Elimane Coulibaly

Personal information
- Date of birth: 5 March 1980 (age 46)
- Place of birth: Yembeul, Senegal
- Height: 1.90 m (6 ft 3 in)
- Position: Forward

Team information
- Current team: KRC Gent (Manager)

Youth career
- 1986–1998: Yaakaar Dakar

Senior career*
- Years: Team / Apps / (Gls)
- 2003–2004: Oostakker
- 2004–2005: Ninove
- 2005–2007: Deinze / 37 / (15)
- 2007–2009: Kortrijk / 58 / (18)
- 2009–2012: Gent / 68 / (22)
- 2012: Beerschot / 11 / (3)
- 2012–2014: Gent / 3 / (0)
- 2013–2014: → Kortrijk (loan) / 24 / (9)
- 2014–2016: Oostende / 29 / (7)
- 2016: Mouscron-Péruwelz / 9 / (1)
- 2017: KVK Westhoek
- 2017–2018: Oudenaarde / 28 / (9)
- 2018–2019: KM Torhout

Managerial career
- 2019–2020: Jong Gent (forward coach)
- 2020–2023: Jong Gent (assistant)
- 2023–: KRC Gent

= Elimane Coulibaly =

Senegalese footballer

Elimane Coulibaly (born 15 March 1980 in Dakar) is a Senegalese retired professional footballer who played as a forward and current manager of KRC Gent.

==Club career==

===First years===
Having emigrated from Senegal to Belgium, Coulibaly first started playing football in the local teams of KFC Oostakker and KVK Ninove. At the start of the 2005–06 season, Coulibaly left KVK Ninove for KMSK Deinze, which played in the Second Division, where he scored 15 times in 36 games over two seasons.

===KV Kortrijk===
At the end of the 2005–06 season, Coulibaly joined the West-Flemish fellow Second Division team KV Kortrijk on a two-year contract. In his first season, he managed five goals in 27 games while his club was promoted to the Belgian Pro League. The season 2008–2009 became the breakthrough of Coulibaly: thanks to his 11 goals, Kortrijk managed to avoid relegation from the Pro League.

===AA Gent===
In summer 2009, Coulibaly signed a three-year contract with AA Gent. Following a slow start to the 2009–2010 season with few appearances he got his first goal versus Mechelen before going on to score 11 goals for the season and thus greatly contributing to AA Gent's vice-championship. Coulibaly also scored the first goal in the cup final as his club beat Cercle Brugge to win the 2009–10 Belgian Cup.
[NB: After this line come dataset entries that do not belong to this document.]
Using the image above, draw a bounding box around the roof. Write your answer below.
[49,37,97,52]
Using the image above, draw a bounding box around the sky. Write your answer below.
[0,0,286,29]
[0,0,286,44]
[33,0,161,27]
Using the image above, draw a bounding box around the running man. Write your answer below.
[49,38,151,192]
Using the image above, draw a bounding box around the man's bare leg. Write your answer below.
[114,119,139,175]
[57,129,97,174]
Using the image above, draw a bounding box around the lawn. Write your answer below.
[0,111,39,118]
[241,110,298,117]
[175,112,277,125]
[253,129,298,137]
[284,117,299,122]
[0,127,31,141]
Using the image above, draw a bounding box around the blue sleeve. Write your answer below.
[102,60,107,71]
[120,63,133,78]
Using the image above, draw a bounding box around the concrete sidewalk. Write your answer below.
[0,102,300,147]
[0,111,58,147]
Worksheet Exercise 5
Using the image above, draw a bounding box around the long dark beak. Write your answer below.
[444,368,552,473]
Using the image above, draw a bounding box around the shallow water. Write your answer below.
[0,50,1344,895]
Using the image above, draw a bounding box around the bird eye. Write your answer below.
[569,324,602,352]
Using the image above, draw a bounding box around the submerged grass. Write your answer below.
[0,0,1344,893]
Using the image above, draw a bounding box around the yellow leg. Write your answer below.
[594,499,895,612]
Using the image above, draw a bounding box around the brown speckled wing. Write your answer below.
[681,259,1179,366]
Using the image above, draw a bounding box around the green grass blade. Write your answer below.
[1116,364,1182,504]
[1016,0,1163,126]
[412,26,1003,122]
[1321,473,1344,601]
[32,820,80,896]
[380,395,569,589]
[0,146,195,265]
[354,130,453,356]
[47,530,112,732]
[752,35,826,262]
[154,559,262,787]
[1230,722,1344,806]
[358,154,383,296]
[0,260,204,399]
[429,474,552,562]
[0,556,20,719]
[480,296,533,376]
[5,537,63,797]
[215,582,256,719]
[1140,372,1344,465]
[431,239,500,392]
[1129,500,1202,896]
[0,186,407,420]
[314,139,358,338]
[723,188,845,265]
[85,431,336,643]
Coulibaly's second season in Ghent was less spectacular than his first. He scored AA Gent's first ever goal in Champions League qualification as his team lost 6–1 on aggregate to Dynamo Kyiv in the third qualifying round for the 2010–2011 Champions League and helped AA Gent make the group phase of the Europa League by scoring in their return leg against Feyenoord in the playoff round, but later lost his place in the starting lineup to new arrival Shlomi Arbeitman.

===Beerschot AC===
Having been released by Gent Coulibaly joined Beerschot A.C. in July 2012. However, on 24 October 2012, he was released by the club for aggressive behavior towards his teammate Hernán Losada. Coulibaly clashed with Losada after their team's 3–0 defeat by KRC Genk on 20 October 2012.

===Return to AA Gent===
Free agent Coulibaly was signed by Gent in December 2012.

==Coaching career==
After hanging up his boots, Coulibaly began his coaching career, starting as an attack coach at KAA Gent with the club's U23/Jong team and later, from the 2020–21 season, as assistant coach.

Ahead of the 2023–24 season, Coulibaly was appointed manager of K.R.C. Gent.